Kyle described the fish they were hoping to catch: trout, salmon, splake (a cross between salmon and lake trout), brown trout, and other trout species. “Lately, the lake’s been filled with perch. They’re not usually here, but someone must’ve let them in. The perch are eating all the smelt, so now there are fewer of those.”

“We try to look important,” joked the elder Locklin. “Once in a while, we actually get a fish.”

Kyle smiled as he recalled the time he dropped his new $800 iPhone into the hole when he was about 13. “It fell in,” said Tom laughing. Kyle added, “I’ve been holding onto my phones tight ever since.”

Inside their ice fishing shack on Bryant Pond are Kyle Locklin, from left, Gage White, Tom Locklin and Gabby McLaughlin. Rose Lincoln

Kyle Locklin, Bryant Pond Ice Fisher. Rose Lincoln

The group caught just one fish, a bottom feeding cusk. Rose Lincoln

It was McLaughlin’s first time in the ice shack, and she said she had a great time and was thankful it wasn’t too cold.
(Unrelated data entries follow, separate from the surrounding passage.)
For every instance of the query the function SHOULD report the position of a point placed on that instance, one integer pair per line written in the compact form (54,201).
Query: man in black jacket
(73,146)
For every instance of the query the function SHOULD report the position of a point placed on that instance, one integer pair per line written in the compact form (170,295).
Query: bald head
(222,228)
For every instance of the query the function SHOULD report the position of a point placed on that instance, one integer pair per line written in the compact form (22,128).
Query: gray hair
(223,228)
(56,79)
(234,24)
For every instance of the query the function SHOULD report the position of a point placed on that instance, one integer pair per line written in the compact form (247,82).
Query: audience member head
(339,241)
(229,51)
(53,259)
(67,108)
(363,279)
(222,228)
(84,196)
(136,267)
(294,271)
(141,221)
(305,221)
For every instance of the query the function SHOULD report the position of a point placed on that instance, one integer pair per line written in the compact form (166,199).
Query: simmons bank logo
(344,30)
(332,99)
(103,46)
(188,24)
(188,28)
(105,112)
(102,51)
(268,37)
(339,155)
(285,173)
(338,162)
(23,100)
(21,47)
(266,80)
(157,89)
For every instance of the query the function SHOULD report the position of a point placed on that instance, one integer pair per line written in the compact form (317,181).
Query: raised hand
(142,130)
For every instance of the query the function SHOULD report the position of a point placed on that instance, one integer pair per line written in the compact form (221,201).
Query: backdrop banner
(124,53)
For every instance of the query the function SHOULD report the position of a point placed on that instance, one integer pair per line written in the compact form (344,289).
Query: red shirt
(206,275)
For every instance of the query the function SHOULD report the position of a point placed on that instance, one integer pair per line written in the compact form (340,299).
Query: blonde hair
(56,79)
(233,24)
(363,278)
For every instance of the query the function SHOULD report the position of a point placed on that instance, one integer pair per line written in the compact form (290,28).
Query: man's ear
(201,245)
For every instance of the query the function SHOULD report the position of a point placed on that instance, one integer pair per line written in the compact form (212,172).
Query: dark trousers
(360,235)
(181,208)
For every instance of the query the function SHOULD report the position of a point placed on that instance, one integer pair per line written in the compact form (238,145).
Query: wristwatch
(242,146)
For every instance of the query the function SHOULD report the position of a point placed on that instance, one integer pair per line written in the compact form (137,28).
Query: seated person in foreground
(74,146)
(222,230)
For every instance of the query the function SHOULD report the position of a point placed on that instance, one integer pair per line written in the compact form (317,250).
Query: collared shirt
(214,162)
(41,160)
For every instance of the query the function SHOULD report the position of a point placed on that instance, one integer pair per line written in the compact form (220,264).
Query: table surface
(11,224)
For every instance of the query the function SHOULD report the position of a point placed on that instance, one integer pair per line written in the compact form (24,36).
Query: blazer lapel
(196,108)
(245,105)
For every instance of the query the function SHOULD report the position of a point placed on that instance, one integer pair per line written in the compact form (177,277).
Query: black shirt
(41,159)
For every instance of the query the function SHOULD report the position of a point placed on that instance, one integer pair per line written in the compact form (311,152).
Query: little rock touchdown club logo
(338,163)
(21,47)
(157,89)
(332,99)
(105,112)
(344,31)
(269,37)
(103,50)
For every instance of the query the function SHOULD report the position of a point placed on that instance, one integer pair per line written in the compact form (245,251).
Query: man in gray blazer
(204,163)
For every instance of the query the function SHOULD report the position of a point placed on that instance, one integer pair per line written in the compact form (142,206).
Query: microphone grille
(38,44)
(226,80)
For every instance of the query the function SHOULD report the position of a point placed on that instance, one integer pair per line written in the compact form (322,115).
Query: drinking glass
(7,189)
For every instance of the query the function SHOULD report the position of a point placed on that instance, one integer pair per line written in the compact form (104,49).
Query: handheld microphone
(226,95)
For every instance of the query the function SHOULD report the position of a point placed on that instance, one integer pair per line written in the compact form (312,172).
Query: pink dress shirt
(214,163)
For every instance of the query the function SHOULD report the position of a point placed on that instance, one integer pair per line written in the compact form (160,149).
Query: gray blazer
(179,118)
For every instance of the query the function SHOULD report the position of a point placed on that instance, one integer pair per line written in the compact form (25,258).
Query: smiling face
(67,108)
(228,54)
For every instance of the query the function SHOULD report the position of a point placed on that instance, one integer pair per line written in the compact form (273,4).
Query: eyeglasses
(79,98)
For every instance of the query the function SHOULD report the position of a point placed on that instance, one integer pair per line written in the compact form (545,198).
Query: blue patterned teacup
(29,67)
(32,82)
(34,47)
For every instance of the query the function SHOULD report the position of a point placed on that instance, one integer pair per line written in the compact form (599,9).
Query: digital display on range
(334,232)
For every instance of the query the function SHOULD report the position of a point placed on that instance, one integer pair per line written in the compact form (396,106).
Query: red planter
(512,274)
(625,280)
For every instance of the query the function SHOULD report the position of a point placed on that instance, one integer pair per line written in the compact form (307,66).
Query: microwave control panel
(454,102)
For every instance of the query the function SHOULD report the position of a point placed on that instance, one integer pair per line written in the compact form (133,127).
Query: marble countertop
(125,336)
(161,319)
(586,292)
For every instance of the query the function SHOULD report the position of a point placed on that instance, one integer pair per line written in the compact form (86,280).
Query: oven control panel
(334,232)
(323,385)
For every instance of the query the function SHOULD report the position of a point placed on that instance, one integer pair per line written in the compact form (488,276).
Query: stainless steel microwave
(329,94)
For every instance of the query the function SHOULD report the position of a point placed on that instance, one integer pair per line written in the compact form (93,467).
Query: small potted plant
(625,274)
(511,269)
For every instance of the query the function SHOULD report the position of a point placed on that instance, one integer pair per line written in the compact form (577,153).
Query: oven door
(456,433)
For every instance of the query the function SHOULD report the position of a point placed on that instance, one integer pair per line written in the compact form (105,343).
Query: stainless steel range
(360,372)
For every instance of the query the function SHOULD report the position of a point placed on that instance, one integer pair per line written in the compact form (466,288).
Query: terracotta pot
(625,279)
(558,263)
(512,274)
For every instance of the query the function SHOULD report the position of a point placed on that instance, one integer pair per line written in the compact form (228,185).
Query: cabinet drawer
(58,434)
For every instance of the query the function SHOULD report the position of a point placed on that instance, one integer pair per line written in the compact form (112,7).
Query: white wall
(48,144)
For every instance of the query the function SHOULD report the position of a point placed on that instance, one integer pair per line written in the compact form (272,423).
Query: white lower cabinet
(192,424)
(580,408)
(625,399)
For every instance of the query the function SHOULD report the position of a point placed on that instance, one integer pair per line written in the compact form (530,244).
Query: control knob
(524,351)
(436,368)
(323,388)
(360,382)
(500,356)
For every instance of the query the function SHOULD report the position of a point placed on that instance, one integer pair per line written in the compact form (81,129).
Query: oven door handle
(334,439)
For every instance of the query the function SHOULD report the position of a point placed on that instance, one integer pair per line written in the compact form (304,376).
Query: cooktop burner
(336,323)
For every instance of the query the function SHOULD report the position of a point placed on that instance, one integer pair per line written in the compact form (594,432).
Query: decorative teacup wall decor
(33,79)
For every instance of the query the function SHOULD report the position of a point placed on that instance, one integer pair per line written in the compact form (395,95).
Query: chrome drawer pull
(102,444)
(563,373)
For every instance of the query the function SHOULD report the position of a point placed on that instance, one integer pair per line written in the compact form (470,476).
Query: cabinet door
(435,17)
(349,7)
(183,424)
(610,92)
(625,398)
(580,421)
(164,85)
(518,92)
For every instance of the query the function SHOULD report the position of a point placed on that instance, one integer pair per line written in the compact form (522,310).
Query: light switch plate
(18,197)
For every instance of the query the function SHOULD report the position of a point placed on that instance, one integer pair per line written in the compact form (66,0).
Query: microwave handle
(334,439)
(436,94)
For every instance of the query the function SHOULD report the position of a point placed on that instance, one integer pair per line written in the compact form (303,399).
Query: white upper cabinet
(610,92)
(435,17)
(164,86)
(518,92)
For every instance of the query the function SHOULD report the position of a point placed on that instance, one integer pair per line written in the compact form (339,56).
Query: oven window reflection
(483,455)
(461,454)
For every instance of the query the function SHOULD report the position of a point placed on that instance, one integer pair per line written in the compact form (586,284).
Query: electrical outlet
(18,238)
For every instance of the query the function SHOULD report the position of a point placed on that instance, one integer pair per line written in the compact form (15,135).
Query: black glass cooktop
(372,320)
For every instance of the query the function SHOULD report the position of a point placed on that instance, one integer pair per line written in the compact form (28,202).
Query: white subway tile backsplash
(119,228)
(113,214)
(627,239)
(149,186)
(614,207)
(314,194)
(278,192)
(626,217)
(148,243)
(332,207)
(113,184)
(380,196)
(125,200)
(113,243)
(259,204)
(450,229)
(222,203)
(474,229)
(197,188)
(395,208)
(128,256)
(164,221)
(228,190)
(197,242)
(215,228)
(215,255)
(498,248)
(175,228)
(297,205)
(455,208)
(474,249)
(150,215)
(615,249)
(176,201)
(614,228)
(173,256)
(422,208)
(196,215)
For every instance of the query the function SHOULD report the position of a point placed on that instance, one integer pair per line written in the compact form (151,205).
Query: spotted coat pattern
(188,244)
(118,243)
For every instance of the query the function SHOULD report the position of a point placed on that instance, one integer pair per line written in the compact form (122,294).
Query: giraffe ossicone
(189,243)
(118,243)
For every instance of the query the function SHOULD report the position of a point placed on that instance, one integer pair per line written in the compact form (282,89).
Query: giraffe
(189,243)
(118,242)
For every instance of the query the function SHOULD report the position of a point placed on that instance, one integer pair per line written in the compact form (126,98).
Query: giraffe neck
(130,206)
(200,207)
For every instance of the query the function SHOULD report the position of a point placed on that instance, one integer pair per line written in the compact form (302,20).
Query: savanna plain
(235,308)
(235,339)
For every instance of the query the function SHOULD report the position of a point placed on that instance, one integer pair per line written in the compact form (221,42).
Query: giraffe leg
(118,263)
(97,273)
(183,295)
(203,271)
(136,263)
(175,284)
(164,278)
As for a bathroom, she’d have gone to Breau’s Too convenience store up the street, but thankfully, she didn’t need to, she said.

When the ice finally thins and the shack is packed away, the group will head to Tom’s East Bethel home and their old shack, which has since been repurposed as the “sugar shack.” It’s where they huddle every spring to boil sap into maple syrup.